Personal details
- Born: 1754 Frederick County, Virginia, British America
- Died: 1816 (aged 61–62) Adair County, Kentucky, U.S.
- Resting place: Casey's Station Cemetery

= William Casey (Kentucky politician) =

American politician

William Casey (1754–1816) was an American settler, military officer, and politician who is the namesake of Casey County, Kentucky. Through his daughter Margaret Lampton, he is the great-grandfather of writer and humorist Mark Twain.

== Early life and family ==
William Casey was born in Frederick County, Virginia in 1754. In the winter of 1779, Casey arrived in Kentucky and camped in the Dix River area. He was an early settler of the Logan's Station area, where he lived with his family until 1791.

In 1782, Casey married Jane Montgomery.
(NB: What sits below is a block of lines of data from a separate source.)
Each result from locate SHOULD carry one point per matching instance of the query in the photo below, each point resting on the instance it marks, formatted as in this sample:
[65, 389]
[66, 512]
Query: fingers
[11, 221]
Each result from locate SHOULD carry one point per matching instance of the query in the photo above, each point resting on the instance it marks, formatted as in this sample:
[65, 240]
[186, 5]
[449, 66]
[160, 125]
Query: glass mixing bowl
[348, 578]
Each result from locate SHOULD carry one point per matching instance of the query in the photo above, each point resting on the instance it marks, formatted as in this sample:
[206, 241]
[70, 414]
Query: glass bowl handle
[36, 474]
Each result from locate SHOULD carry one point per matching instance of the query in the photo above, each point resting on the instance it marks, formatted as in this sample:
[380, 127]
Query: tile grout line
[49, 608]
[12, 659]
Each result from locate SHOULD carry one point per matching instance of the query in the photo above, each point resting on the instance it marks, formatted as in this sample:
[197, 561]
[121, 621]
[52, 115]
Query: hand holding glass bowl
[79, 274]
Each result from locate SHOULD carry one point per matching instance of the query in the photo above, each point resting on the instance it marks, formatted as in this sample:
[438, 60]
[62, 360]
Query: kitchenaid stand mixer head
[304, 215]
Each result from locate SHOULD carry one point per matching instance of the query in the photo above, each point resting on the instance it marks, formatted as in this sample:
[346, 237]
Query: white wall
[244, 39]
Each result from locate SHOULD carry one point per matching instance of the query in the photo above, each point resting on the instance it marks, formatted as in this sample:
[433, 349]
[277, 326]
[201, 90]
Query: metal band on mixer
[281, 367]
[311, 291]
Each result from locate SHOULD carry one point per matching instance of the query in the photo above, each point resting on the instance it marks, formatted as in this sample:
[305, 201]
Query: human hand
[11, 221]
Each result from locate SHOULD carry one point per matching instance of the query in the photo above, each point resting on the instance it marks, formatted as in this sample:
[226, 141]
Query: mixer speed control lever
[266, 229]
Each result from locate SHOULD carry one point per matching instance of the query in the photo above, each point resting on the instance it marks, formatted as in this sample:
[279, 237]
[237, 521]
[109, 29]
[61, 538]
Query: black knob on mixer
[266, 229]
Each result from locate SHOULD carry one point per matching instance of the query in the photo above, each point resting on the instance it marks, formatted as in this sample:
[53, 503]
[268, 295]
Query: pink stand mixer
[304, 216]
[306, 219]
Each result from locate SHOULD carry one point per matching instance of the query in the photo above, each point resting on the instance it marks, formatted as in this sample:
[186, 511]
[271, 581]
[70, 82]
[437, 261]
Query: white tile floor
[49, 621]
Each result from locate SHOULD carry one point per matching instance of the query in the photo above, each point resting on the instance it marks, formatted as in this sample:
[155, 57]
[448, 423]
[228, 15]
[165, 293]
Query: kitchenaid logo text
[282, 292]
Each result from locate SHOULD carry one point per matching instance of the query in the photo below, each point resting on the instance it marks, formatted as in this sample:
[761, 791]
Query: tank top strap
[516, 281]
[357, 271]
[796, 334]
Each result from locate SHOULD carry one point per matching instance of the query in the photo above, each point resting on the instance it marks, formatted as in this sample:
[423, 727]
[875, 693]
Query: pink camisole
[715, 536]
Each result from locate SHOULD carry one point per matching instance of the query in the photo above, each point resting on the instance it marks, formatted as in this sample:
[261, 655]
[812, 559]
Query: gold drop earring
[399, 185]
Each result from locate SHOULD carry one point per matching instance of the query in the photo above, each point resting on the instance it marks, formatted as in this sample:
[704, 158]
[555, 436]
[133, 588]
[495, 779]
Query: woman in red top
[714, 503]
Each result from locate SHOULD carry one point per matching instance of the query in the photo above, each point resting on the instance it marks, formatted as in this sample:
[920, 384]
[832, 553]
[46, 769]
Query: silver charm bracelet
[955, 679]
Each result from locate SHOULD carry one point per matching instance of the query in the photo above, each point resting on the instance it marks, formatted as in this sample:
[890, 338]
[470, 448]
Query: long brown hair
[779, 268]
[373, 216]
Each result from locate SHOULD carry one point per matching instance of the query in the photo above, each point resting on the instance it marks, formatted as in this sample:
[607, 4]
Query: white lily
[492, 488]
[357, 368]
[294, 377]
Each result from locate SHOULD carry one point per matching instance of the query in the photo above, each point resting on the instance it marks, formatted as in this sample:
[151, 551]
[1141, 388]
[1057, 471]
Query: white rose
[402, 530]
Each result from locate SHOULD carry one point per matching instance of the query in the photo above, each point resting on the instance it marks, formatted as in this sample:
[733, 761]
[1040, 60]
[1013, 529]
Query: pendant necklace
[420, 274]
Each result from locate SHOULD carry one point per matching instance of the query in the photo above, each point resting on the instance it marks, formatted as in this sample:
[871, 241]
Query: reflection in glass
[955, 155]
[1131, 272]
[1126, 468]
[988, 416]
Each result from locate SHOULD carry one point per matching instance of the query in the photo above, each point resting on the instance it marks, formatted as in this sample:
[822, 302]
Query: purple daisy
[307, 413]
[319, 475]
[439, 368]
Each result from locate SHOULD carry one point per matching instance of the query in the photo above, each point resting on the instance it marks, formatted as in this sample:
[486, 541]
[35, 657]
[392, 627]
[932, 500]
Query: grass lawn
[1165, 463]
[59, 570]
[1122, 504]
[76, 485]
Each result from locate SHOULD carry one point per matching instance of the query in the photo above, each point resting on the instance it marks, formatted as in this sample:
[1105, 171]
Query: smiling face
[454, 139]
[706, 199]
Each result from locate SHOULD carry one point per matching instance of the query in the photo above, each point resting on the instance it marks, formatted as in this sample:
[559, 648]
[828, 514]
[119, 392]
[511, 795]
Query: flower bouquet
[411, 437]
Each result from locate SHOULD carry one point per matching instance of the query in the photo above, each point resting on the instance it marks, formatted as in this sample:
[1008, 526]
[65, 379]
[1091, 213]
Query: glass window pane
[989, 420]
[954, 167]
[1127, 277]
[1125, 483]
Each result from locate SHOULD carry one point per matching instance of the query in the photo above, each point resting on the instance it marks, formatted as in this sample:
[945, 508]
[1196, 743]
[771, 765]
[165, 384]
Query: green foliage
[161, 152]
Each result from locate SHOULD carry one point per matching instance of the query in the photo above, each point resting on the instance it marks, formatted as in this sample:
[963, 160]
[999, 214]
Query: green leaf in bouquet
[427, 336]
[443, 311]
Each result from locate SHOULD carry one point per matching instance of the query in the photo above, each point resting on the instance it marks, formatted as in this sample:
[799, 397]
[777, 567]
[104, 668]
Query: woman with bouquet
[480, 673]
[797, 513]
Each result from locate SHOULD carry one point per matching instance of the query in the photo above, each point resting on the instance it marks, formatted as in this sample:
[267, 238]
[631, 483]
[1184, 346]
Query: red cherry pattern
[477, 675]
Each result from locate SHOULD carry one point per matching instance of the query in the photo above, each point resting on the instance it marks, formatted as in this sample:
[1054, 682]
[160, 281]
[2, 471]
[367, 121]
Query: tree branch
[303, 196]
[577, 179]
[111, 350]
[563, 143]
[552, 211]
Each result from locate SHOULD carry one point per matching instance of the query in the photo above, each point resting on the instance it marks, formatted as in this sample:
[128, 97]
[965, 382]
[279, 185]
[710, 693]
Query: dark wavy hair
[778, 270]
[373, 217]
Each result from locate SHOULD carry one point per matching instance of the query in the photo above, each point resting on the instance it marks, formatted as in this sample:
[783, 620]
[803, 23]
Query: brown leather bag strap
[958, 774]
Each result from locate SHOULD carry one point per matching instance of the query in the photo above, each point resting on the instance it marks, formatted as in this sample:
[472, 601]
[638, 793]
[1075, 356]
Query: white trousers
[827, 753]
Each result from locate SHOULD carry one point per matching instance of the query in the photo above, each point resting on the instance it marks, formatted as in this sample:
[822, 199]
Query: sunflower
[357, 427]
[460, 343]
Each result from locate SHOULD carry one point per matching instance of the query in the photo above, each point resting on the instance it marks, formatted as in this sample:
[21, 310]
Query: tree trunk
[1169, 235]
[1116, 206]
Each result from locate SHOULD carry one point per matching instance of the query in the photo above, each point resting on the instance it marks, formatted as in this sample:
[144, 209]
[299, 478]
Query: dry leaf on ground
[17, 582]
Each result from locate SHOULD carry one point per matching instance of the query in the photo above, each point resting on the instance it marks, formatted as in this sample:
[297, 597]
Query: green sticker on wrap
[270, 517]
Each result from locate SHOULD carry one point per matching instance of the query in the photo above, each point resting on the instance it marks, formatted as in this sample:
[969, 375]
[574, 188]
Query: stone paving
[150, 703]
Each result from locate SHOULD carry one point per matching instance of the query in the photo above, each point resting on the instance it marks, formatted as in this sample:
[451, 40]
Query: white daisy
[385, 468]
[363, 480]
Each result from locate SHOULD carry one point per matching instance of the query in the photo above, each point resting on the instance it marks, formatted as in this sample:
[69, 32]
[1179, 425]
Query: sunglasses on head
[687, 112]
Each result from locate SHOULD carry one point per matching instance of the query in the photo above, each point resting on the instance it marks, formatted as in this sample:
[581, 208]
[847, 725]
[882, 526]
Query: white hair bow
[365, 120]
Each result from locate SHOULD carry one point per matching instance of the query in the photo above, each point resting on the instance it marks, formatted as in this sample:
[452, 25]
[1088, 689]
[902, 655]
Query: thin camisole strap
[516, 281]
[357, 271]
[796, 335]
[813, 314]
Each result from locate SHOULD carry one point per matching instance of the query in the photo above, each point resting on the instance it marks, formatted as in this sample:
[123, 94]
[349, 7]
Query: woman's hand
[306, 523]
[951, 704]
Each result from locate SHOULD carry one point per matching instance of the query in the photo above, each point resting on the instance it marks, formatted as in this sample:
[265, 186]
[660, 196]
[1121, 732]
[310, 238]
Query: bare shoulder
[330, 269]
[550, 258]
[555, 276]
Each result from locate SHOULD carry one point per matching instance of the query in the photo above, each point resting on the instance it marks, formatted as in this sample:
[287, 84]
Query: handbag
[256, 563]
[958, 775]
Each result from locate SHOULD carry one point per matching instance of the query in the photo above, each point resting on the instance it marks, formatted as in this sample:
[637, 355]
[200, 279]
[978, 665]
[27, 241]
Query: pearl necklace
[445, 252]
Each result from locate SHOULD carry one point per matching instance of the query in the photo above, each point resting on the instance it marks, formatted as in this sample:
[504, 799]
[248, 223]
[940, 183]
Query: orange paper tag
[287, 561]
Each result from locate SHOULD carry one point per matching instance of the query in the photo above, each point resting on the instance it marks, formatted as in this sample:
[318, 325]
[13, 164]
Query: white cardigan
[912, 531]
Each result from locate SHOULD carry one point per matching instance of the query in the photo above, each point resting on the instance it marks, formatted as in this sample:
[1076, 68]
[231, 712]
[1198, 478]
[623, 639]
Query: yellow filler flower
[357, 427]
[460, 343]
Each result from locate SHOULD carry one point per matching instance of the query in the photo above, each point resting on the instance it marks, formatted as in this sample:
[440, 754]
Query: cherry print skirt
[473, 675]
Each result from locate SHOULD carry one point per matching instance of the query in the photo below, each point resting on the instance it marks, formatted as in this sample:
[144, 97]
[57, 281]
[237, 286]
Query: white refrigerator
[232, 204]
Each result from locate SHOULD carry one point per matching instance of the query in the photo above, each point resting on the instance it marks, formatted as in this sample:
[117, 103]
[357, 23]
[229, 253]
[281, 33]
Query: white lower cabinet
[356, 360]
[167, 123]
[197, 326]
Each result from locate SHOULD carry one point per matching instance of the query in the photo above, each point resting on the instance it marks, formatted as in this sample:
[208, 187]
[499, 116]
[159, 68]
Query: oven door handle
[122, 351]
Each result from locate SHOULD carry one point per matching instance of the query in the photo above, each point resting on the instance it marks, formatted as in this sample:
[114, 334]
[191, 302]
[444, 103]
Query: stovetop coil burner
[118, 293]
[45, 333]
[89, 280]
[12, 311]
They had five children, including:

- Margaret Peggy Casey (1783–1818); married Benjamin Lampton.
- Martha Polly Casey (b. 1787)
- Green Casey (1793–1838)
- Jenny Paxton
- Annie Casey Montgomery

In 1791, Casey and other settlers followed the Green River, and established a settlement near what was later known as Casey's Creek. Casey helped to establish schools in Green and Adair Counties as an early pioneer in the state.

Casey was a prominent landowner in the area, owning over 600 acres and a farm with horses, cattle, and sheep. Casey owned at least six enslaved persons during his adulthood.

== Public service ==
In 1792, Casey was commissioned as Lieutenant Colonel of the 16th Regiment of the Green County Militia, serving during the American Revolutionary War in a company of soldier settlers.

Casey held several political posts in the Commonwealth of Kentucky after it achieved statehood. In 1795, he was an early member of the Kentucky House of Representatives. In 1799, Casey was elected as a member of Kentucky's second Constitutional Convention to adopt the new Constitution of Kentucky.

In 1800, Casey was a member of the Kentucky Senate. In 1802, Casey was elected as a trustee of the town of Columbia. When Casey County was organized in November 1806, it was named in his honor.

Later in his life, Casey donated a tract of his land to become the first Presbyterian church in Adair County. Casey's last political position held was in 1813, as a Presidential elector for Kentucky.

== Death ==
Casey died in the winter of 1816. He is buried in the Casey's Station Cemetery in Adair County.

== Legacy ==
Casey is the namesake of Casey County, Kentucky and Casey Creek. He is named as an ancestor of the Daughters of the American Revolution and a patriot of the Sons of the American Revolution.